Long-term effect of large biliary endoprostheses in high-risk surgical patients with irretrievable common bile duct stones.

1999 
BACKGROUND: Endoscopic sphincterotomy and basket extraction are currently used to remove bile duct stones, with a duct clearance rate of 85% to 90%. A biliary endoprosthesis (stent) is an alternative method to treat difficult cases, especially high-risk surgical patients. The aim of this study was to investigate the long-term effect of biliary endoprostheses in patients with irretrievable common bile duct stones. METHODS: From December, 1990, to November, 1998, 546 patients were referred to the Veterans General Hospital-Kaohsiung for endoscopic removal of common bile duct stones. Of them, 12 received long-term biliary endoprosthesis because endoscopic removal or surgery was not suitable. Large-caliber stents (> 10 French) were inserted into 12 patients (5 women and 7 men, mean age, 78.4 years) and they were followed up with regular clinical visits. Quantitative cholescintigraphy was performed in four patients to evaluate biliary emptying after liver function returned to normal. RESULTS: No early complications from stent insertion occurred and a satisfactory resolution of jaundice, pain and fever were noted in all patients.

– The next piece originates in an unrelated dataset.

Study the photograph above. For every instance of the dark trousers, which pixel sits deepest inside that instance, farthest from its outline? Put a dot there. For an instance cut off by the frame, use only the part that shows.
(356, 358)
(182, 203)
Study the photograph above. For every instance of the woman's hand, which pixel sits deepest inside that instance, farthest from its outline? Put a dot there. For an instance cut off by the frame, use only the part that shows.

One patient had repeated cholangitis due to stent occlusion and five died from unrelated causes. The median effective period of stent placement was 11 months (range, 1-38 months). Quantitative cholescintigraphy revealed delayed biliary drainage in four patients despite an absence of symptoms after their liver function returned to normal. CONCLUSIONS: Large-caliber stents are a safe and effective treatment for long-term palliation in high-risk patients with retained common bile duct stones.